The reason I liked that scene was that it reminded me of Brian De Palma’s Dressed to Kill. It seemed like a throwback or a tongue-in-cheek intertextual reference to it—the way that the body is lying there in the elevator. I don’t think Kon had said anything about whether that was an intentional reference or not. But I know he was very open to how other people interpret his films.
For readers interested in films like Perfect Blue, which films would you recommend?
I would say check out Kon’s other work. A lot of his films are now getting 4K restorations, like Millennium Actress. The Frida annually plays his Tokyo Godfathers around Christmastime. That’s a good starting point. I also can’t stop coming back to [Yann Gonzalez’s] Knife + Heart.
A Giallo-influenced film I like from Italy is from 2007, called The Girl by the Lake. Toni Servillo plays a police detective who has to figure out who murdered this young girl in a lakeside town. What I liked about that one is that it’s more of an interior character study, even though it is a police procedural.
What are your thoughts of critics who don’t take anime cinema seriously?
For the people who say that anime can’t say anything substantial, those critics are wrong. As Guillermo del Toro says, it’s a medium. It’s not just a cartoon. You see Perfect Blue working as this critique of J-pop culture. At the beginning when Mima’s giving her final concert, we see Me-Mania, Mima’s stalker, looking at her through the palm of his hand.
That makes you question whose point of view we are looking at in this film. Who are we complicit with? As a viewer, can we accept a certain point of view from the camera?
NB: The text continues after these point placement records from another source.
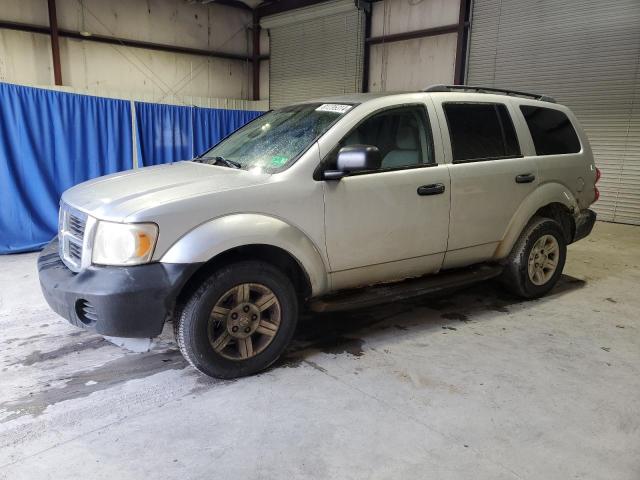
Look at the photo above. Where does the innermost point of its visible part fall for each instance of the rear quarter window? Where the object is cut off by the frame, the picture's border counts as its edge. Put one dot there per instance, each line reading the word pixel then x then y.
pixel 551 131
pixel 480 131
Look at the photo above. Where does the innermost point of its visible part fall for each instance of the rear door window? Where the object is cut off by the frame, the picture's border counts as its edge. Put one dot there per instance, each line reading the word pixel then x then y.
pixel 480 131
pixel 551 131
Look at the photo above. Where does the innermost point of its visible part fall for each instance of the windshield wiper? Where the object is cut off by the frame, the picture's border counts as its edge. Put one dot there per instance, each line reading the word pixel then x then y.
pixel 219 161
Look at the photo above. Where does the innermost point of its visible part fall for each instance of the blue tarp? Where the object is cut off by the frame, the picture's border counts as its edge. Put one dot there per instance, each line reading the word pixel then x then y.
pixel 50 141
pixel 168 133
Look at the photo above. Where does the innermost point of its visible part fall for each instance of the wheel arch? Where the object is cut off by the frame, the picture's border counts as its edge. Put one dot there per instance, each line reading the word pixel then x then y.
pixel 257 237
pixel 551 200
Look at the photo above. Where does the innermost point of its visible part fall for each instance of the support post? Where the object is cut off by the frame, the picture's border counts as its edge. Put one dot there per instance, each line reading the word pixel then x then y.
pixel 461 44
pixel 55 46
pixel 255 57
pixel 367 49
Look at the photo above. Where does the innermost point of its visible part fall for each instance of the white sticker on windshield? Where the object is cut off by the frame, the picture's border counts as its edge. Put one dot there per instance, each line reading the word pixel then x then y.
pixel 333 107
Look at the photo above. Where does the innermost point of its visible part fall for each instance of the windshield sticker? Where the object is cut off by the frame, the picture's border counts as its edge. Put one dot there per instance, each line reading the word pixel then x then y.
pixel 278 160
pixel 333 107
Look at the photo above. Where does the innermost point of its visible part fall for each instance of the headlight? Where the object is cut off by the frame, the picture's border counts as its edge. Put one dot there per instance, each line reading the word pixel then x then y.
pixel 124 243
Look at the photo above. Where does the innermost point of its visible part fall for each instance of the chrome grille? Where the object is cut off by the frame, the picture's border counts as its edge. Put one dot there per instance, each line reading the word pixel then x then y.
pixel 72 225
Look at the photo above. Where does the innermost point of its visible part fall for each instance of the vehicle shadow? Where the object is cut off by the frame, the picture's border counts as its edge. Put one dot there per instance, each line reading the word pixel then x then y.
pixel 347 331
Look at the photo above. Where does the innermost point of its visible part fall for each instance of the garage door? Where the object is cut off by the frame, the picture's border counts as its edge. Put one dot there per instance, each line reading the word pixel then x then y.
pixel 586 55
pixel 315 51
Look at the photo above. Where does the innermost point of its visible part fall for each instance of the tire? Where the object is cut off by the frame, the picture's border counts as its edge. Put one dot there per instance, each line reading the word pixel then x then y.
pixel 517 277
pixel 215 343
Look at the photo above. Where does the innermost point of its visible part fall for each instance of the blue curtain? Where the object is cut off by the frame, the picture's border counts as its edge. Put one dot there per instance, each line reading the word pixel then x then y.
pixel 50 141
pixel 168 133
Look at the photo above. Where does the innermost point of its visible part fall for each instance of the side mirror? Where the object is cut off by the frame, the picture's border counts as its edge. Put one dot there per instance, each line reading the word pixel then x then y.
pixel 355 158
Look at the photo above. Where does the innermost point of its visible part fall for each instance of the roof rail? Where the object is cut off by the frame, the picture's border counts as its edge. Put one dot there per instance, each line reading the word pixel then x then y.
pixel 451 88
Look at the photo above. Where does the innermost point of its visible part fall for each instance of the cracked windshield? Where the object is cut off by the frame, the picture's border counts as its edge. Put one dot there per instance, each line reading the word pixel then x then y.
pixel 274 140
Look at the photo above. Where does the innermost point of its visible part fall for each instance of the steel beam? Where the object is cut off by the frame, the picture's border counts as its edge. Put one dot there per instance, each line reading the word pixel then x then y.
pixel 462 30
pixel 255 58
pixel 55 44
pixel 126 42
pixel 427 32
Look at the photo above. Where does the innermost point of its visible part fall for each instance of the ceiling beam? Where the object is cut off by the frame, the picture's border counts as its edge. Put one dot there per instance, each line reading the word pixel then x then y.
pixel 279 6
pixel 24 27
pixel 427 32
pixel 230 3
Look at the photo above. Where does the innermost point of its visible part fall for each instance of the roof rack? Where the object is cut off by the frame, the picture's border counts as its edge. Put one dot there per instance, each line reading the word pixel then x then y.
pixel 451 88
Of course, this is what creates the misdirection and stuff going on in the film.
Any upcoming articles or projects?
Right now, I’m mainly teaching rhetoric and composition. This semester, I get to teach a relatively new course for this year, called Writing about Film. I’m focusing on the Western. We just talked about hybrid westerns like Near Dark and Marvel’s Logan. I’m going to be teaching a class on literature of the American West in the fall.
I’m also still the film editor at Drunk Monkeys. We’re releasing our pop culture issue later this month, so be on the lookout for that. I’m still really enjoying my time there. I do have another book chapter on the films Wake in Fright and The Nightingale for a collection called Journeys into Terror. That’s going to come out from McFarland sometime soon.
I’m also keeping busy writing a bunch of essays on horror. I’ll keep you posted.